Cognitive Neuroscience Center, Department of Biomedical Sciences of Cells and Systems, University Medical Center Groningen, University of Groningen, Antonius Deusinglaan 2, 9713 AW, Groningen, The Netherlands.
Department of Psychiatry and Urban Mental Health Institute, Amsterdam University Medical Center, Location AMC, Meibergdreef 9, 1105 AZ, Amsterdam, The Netherlands.
BMC Psychiatry. 2019 Dec 19;19(1):409. doi: 10.1186/s12888-019-2384-0.
Major Depressive Disorder (MDD) is a psychiatric disorder with a highly recurrent character, making prevention of relapse an important clinical goal. Preventive Cognitive Therapy (PCT) has been proven effective in preventing relapse, though not for every patient. A better understanding of relapse vulnerability and working mechanisms of preventive treatment may inform effective personalized intervention strategies. Neurocognitive models of MDD suggest that abnormalities in prefrontal control over limbic emotion-processing areas during emotional processing and regulation are important in understanding relapse vulnerability. Whether changes in these neurocognitive abnormalities are induced by PCT and thus play an important role in mediating the risk for recurrent depression, is currently unclear. In the Neurocognitive Working Mechanisms of the Prevention of Relapse In Depression (NEWPRIDE) study, we aim to 1) study neurocognitive factors underpinning the vulnerability for relapse, 2) understand the neurocognitive working mechanisms of PCT, 3) predict longitudinal treatment effects based on pre-treatment neurocognitive characteristics, and 4) validate the pupil dilation response as a marker for prefrontal activity, reflecting emotion regulation capacity and therapy success.
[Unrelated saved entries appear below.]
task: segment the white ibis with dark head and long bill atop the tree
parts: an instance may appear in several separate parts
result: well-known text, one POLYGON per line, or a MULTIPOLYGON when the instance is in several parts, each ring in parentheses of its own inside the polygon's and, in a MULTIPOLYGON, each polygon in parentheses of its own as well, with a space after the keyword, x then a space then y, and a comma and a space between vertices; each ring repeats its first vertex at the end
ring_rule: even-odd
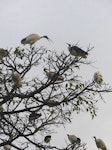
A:
POLYGON ((21 40, 21 44, 29 44, 30 46, 32 46, 35 42, 39 41, 40 39, 45 38, 48 41, 51 41, 48 36, 39 36, 38 34, 30 34, 27 37, 25 37, 24 39, 21 40))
In this randomized controlled trial, 75 remitted recurrent MDD (rrMDD) patients will be included. Detailed clinical and cognitive measurements, fMRI scanning and pupillometry will be performed at baseline and three-month follow-up. In the interval, 50 rrMDD patients will be randomized to eight sessions of PCT and 25 rrMDD patients to a waiting list. At baseline, 25 healthy control participants will be additionally included to objectify cross-sectional residual neurocognitive abnormalities in rrMDD. After 18 months, clinical assessments of relapse status are performed to investigate which therapy induced changes predict relapse in the 50 patients allocated to PCT.
The present trial is the first to study the neurocognitive vulnerability factors underlying relapse and mediating relapse prevention, their value for predicting PCT success and whether pupil dilation acts as a valuable marker in this regard. Ultimately, a deeper understanding of relapse prevention could contribute to the development of better targeted preventive interventions.
Trial registration: Netherlands Trial Register, August 18, 2015, trial number NL5219.
重度抑郁症(MDD)是一种具有高度复发性的精神障碍,因此预防复发是一个重要的临床目标。预防认知疗法(PCT)已被证明能有效预防复发,但并非对每个患者都有效。更好地了解复发的脆弱性和预防治疗的作用机制,可以为有效的个性化干预策略提供信息。MDD 的神经认知模型表明,在情绪处理和调节过程中,前额叶对边缘情绪处理区域的控制异常是理解复发脆弱性的重要因素。PCT 是否会引起这些神经认知异常的改变,以及这些改变是否在介导复发性抑郁的风险中起重要作用,目前尚不清楚。在《预防抑郁复发的神经认知工作机制研究》(NEWPRIDE)中,我们旨在:1)研究导致复发脆弱性的神经认知因素,2)了解 PCT 的神经认知作用机制,3)根据治疗前的神经认知特征预测纵向治疗效果,4)验证瞳孔扩张反应作为反映情绪调节能力和治疗成功的前额叶活动的标志物。
在这项随机对照试验中,将纳入 75 名缓解后复发性 MDD(rrMDD)患者。在基线和 3 个月随访时,将进行详细的临床和认知测量、功能磁共振成像扫描和瞳孔测量。在此期间,将 50 名 rrMDD 患者随机分为 8 节 PCT 组,25 名 rrMDD 患者分为等待名单组。在基线时,还将另外纳入 25 名健康对照参与者,以客观 rrMDD 患者的横断面残留神经认知异常。18 个月后,进行临床评估以调查预测 50 名接受 PCT 治疗的患者复发状态的治疗诱导变化。
本试验是首次研究复发相关的神经认知脆弱性因素及其在预防复发中的中介作用,评估它们对预测 PCT 成功的价值,以及瞳孔扩张在这方面是否是一个有价值的标志物。最终,对预防复发的深入了解可能有助于开发更有针对性的预防干预措施。
试验注册:荷兰临床试验注册中心,2015 年 8 月 18 日,试验编号 NL5219。